A step toward supercritical-carbon-dioxide power generation

By Scott Jenkins |

Construction is complete on a new building to house a fully integrated electricity-generating power plant that will demonstrate operability and performance of a 10-MW power-generation facility using supercritical carbon dioxide (sCO2) as the working fluid in a Brayton thermodynamic cycle. Known as the STEP (supercritical transformational electric power) Demo project, the pilot-plant test facility is located on the property of Southwest Research Institute (San Antonio, Tex.), one of the STEP team members, along with project-leader GTI (Des Plaines, Ill.; www.gti.energy), GE Research (Niskayuna, N.Y.), and the National Energy Technology Laboratory (Morgantown, W.Va.).

The sCO2 cycle (diagram) offers significant potential benefits in efficiency, cost and environmental performance over the steam Rankine cycle, a common method for producing electricity currently. Above its critical point, CO2 has properties of both a gas and liquid. “In a Rankine cycle, you have a liquid-vapor phase change,” explains John Marion, GTI senior program director. “In a Brayton cycle with sCO2, there is no phase change — sCO2 behaves like a gas, but it’s non-compressible like a liquid — and that allows overall cycle efficiencies of over 50% (2 to 5 percentage points higher than steam Rankine), and allows the turbomachinery components to be 10 to 30 times smaller than those for Rankine cycles.” These attributes result in a levelized cost of energy that is 3–4% lower than with steam cycles.
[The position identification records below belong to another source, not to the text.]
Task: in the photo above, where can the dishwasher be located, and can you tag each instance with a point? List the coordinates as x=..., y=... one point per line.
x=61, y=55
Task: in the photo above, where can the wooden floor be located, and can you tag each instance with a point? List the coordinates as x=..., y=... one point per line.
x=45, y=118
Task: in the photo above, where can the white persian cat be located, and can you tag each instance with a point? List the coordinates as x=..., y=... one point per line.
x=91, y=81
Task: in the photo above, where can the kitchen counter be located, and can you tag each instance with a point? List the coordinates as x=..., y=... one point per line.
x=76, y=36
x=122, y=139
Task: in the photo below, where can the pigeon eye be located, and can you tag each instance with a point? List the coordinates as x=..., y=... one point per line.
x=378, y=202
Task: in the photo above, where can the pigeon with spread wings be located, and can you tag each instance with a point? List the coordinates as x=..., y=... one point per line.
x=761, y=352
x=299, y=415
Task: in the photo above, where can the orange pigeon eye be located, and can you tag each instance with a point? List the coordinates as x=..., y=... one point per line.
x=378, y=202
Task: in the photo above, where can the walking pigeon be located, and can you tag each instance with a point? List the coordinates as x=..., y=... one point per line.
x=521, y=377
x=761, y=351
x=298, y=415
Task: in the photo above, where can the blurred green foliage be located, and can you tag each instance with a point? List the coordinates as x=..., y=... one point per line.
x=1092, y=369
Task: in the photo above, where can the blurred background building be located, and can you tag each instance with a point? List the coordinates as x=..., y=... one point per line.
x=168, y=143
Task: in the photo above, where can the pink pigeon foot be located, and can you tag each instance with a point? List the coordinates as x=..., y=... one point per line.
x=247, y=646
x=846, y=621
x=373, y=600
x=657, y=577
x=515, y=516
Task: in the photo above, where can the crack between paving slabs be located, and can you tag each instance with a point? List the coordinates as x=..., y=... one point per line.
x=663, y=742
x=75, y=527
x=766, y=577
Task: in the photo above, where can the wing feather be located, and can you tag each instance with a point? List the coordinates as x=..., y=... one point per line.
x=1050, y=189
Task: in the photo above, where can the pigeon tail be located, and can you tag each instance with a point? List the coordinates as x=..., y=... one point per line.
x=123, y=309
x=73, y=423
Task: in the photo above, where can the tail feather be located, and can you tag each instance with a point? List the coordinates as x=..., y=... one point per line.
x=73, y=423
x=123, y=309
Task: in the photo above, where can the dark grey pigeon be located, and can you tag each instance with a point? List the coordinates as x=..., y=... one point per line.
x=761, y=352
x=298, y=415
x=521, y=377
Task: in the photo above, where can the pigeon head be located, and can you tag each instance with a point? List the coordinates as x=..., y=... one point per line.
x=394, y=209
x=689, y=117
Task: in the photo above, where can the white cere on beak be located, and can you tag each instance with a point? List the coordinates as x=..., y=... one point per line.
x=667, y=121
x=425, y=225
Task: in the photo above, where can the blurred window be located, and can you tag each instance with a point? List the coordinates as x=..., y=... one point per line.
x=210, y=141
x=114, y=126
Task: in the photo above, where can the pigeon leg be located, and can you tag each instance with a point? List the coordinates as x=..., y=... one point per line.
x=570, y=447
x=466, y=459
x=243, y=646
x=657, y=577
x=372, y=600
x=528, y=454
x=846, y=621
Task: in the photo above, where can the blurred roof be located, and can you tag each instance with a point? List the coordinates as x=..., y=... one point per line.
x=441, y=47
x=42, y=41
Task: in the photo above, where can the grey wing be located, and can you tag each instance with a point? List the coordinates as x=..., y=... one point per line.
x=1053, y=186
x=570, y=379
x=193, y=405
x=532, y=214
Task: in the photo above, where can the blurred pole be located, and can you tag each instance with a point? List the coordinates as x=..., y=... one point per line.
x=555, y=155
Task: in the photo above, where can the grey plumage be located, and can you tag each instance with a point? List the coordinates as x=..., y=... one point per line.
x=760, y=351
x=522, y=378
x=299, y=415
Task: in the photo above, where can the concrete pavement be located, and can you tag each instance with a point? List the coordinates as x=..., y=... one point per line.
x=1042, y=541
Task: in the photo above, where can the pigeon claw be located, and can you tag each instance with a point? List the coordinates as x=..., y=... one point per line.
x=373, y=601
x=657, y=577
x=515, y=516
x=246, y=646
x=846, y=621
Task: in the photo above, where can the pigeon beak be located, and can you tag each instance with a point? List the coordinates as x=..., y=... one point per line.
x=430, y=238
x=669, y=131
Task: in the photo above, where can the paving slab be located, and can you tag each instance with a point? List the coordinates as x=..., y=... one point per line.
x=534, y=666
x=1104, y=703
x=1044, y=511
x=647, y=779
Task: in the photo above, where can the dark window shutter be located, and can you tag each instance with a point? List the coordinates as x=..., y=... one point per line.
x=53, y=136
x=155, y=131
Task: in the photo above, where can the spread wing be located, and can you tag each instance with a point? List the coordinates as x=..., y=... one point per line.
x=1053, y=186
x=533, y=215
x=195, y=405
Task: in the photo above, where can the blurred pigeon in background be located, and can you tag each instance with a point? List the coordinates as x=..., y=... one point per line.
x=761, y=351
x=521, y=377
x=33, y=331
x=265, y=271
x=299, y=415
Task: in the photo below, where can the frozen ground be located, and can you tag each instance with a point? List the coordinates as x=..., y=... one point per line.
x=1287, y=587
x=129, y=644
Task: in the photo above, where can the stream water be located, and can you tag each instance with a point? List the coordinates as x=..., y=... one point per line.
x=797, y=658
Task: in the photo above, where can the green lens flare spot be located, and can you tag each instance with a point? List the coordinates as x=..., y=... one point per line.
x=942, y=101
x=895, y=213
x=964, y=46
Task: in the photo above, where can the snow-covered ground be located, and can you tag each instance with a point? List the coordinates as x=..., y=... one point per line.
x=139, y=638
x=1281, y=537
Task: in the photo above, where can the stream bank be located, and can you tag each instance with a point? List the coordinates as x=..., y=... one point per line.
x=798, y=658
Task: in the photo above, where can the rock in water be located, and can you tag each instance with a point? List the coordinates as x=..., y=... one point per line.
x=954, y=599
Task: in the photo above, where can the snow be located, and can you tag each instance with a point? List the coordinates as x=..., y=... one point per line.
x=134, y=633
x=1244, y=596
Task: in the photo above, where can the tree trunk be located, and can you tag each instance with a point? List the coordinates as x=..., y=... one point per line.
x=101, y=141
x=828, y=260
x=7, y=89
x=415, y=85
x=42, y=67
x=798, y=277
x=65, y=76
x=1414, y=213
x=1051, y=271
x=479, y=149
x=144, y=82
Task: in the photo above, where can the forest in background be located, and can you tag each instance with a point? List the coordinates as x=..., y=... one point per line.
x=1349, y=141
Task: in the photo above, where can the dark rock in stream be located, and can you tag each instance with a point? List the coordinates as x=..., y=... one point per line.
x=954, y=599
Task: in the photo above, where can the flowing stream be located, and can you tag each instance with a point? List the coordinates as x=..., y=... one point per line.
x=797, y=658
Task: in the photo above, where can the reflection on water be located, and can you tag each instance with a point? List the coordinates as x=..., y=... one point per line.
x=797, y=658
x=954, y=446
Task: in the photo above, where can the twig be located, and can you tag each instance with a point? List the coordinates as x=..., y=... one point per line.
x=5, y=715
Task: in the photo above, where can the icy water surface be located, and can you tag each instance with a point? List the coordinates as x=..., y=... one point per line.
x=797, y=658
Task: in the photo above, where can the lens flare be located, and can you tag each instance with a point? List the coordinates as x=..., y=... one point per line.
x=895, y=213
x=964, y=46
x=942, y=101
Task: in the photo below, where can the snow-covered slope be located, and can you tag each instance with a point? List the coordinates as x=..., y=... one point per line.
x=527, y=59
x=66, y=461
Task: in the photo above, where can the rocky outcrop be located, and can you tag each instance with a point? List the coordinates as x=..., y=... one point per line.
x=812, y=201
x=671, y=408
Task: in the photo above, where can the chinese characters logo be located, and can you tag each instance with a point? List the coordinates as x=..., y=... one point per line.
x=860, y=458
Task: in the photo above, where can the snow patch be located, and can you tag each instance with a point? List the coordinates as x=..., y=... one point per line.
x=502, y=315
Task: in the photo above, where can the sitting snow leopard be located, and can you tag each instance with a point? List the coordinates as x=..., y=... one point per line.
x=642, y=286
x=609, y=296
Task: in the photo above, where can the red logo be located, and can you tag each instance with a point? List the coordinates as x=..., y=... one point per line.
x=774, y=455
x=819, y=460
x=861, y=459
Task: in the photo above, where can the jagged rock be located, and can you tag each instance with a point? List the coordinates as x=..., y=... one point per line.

The objective of the STEP Demo is to integrate all the elements required for a grid-connected commercial power-generation plant, which has not been done previously, although sCO2 Brayton cycles have been used in smaller, niche applications. Major equipment components have been fabricated and delivered for assembly.

Recent advances in materials and turbine modeling have allowed the Brayton sCO2 cycle in a practical system for power generation, says Don Stevenson, GTI vice president of energy supply. In order to realize the efficiency gains with the sCO2 Brayton cycle, the system needs to operate at high (500–700°C) temperatures, which necessitates materials that can withstand the temperatures, for example.

Other technological advances developed and built for the STEP Demo project include high-temperature, printed-circuit heat recuperators, a monolithic turbine rotor and the application of dry gas seals for the turbine and compressor, Marion says.

The STEP project leaders anticipate commissioning and testing the pilot facility in summer 2021. It is funded by the U.S. Department of Energy and by industry partners.